@Junaid_Muzammil
You may want to check to see what other tools are using the given integration key. It could be that the times that your task was previously configured to run coincided with times that another task or tool had been submitting events and saturating the rate limit. This would explain why changing the schedule made the 403 errors go away. Mind you, the rate limit is not enforced per IP address, but per integration key, which is why it would be important to keep track of where and how a given key is being used.
Other than that, I can’t yet think of anything else, especially in terms of why simply changing the schedule of a task would cause it to not hit the rate limit. That’s because cron schedules can specify down to the minute, and thus the highest frequency that a given task could be run is once per minute (unless you’re using a specialized / unorthodox implementation of cron).
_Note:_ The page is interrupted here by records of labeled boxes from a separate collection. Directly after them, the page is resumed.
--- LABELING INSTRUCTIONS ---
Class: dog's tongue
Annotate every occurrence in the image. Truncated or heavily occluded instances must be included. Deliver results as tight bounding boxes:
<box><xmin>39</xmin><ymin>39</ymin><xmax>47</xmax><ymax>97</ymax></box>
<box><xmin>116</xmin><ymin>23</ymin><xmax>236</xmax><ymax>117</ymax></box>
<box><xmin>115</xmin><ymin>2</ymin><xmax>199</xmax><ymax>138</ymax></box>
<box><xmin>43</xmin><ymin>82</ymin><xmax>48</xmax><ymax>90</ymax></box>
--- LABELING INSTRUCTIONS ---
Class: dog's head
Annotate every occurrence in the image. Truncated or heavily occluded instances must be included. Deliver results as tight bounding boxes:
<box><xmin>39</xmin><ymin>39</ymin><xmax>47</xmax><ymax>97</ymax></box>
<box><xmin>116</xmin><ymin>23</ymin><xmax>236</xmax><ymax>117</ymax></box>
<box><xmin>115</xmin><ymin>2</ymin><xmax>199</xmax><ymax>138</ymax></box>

Moreover, if the task submits roughly the same number of events to the Events API in any case, it would make no difference if it ran once per minute or once per day. To elaborate, it would either hit the rate limit in both cases (because it starts sending events at a rate higher than 60/minute, so how often each instance of it runs is irrelevant) or neither, assuming that the task takes less than one minute to run.
If you would like, we can start a private conversation wherein it would be safer for me to share the sensitive details of how the integration key in question is being used vis-à-vis some internal diagnostics on the PagerDuty side of things.